Dinler, çağların ihtiyacına göre Hak tarafından vaz’ edilmiştir. Bu husus, beşerin rüşdünü idrak etme yolunda kat ettiği mesafeye göre âlemşümul din, âlemşümul nebi Hazreti Muhammed’e (aleyhissalâtü vesselâm) kadar belli bir seviyeye ulaşmıştır. Ancak bu tekâmül, onların zannettikleri gibi hayvandan mağarada yaşayan insana, ondan şehirlerde yaşayan insan ufkuna yükselmiş bir tekâmül değildir. Hazreti Âdem (aleyhisselâm), kendi döneminde yüzlerce insanın babası veya dedesidir. Dolayısıyla da o gün için o insanları idare edebilecek bir kanunnameye ihtiyaç vardır. Mesela, beni on kişinin başına kumandan olarak tayin etseler ben o on kişiyi sevk ve idare edebilecek bir nizam belirlerim; ama bu bin insan olursa durum da değişir. Bütün orduları idare eden nizam başka, bir tümeni, tugayı, alay veya taburu idare eden nizam başkadır. Nitekim nizama göre de bunların başına bir kumandan tayin edilir. Orduların başında bir general bulunuyorsa, manganın başında da bir onbaşı vardır. Bunun gibi insanoğlu, eşya ve hâdiselerle münasebet peyda ederken, içinde yaşadığı dünyayı derinlemesine anlarken, isimlerden müsemmalara doğru inerken, nomen-fenomen terkibine yükselirken buna göre bir gelişme seyri takip etmesi icap eder.

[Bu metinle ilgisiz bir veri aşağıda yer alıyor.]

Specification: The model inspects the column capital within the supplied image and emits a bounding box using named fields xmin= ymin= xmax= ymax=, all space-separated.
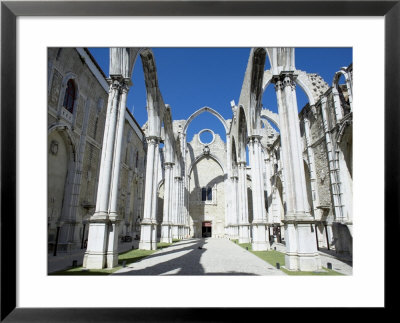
xmin=164 ymin=162 xmax=175 ymax=169
xmin=146 ymin=136 xmax=161 ymax=145
xmin=249 ymin=135 xmax=262 ymax=143
xmin=271 ymin=71 xmax=297 ymax=90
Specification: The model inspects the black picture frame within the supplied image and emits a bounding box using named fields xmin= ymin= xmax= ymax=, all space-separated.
xmin=0 ymin=0 xmax=394 ymax=322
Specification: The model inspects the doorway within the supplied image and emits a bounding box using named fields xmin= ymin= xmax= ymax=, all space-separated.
xmin=201 ymin=221 xmax=212 ymax=238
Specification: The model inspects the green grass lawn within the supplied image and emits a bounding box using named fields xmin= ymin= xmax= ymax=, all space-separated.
xmin=49 ymin=242 xmax=171 ymax=276
xmin=232 ymin=240 xmax=343 ymax=276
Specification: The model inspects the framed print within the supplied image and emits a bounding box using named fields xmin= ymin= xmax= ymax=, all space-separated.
xmin=0 ymin=0 xmax=400 ymax=322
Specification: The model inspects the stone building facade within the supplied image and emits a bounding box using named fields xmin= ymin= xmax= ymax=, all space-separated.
xmin=47 ymin=48 xmax=145 ymax=254
xmin=48 ymin=48 xmax=353 ymax=271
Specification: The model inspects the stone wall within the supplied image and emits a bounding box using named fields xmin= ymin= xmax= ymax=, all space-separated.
xmin=48 ymin=48 xmax=146 ymax=251
xmin=186 ymin=134 xmax=226 ymax=237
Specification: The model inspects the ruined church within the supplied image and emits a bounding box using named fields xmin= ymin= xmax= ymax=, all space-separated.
xmin=47 ymin=47 xmax=353 ymax=271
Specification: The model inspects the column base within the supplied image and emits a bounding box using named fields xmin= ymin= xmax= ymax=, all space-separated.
xmin=83 ymin=253 xmax=106 ymax=269
xmin=285 ymin=253 xmax=322 ymax=271
xmin=251 ymin=222 xmax=270 ymax=251
xmin=239 ymin=223 xmax=251 ymax=243
xmin=105 ymin=252 xmax=118 ymax=268
xmin=83 ymin=212 xmax=108 ymax=269
xmin=160 ymin=223 xmax=172 ymax=243
xmin=172 ymin=225 xmax=179 ymax=239
xmin=139 ymin=220 xmax=157 ymax=250
xmin=285 ymin=219 xmax=322 ymax=271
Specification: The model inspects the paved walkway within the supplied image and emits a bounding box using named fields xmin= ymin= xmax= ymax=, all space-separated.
xmin=272 ymin=243 xmax=353 ymax=275
xmin=114 ymin=238 xmax=285 ymax=275
xmin=47 ymin=240 xmax=139 ymax=273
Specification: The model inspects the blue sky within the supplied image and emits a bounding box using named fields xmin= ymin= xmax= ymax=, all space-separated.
xmin=89 ymin=48 xmax=352 ymax=141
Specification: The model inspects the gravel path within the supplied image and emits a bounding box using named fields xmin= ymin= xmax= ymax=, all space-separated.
xmin=114 ymin=238 xmax=285 ymax=275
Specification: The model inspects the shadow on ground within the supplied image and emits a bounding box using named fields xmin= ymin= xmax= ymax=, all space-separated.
xmin=113 ymin=239 xmax=260 ymax=276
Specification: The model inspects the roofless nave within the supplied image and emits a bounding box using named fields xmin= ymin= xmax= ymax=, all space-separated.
xmin=48 ymin=48 xmax=353 ymax=271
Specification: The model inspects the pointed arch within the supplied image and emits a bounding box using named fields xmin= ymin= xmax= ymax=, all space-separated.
xmin=183 ymin=106 xmax=228 ymax=136
xmin=188 ymin=153 xmax=226 ymax=177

Onun için Hazreti Âdem’e (aleyhisselâm) nizamname olarak on sahife verilmiştir. Hazreti İdris’e (aleyhisselâm) gelince sayfalar artmış, Hazreti Musa’da (aleyhisselâm) bu, kocaman bir kitap hâline gelmiştir. Çünkü mesele artık tabakat-ı beşer meselesidir. Fahr-ı Kâinat Efendimiz’e (sallallâhu aleyhi ve sellem) ise ferdî, ailevî, içtimaî ve devletlerarası bütün meseleleri içine alıp ihtiva eden, ekmel ve etemm mukaddes bir kitap verilmiştir. Beşerin böyle bir tekâmül geçirdiği müsellem bir hâdisedir ve buna kimse itiraz edemez. Bu itibarla, evvela, tekâmülü çok iyi anlamak gerekir. Biz, mağara devrinde başlayan bir tekâmül anlayışını kabul etmiyor ve değişik ilmî mahfillerde, çeşitli ilim dallarının omuz omuza vermesiyle reddedilmiş olduğunu düşünüyoruz. Aslında, bu konuyla alâkalı ülkemizde de pek çok makale ve kitap neşredilmiştir.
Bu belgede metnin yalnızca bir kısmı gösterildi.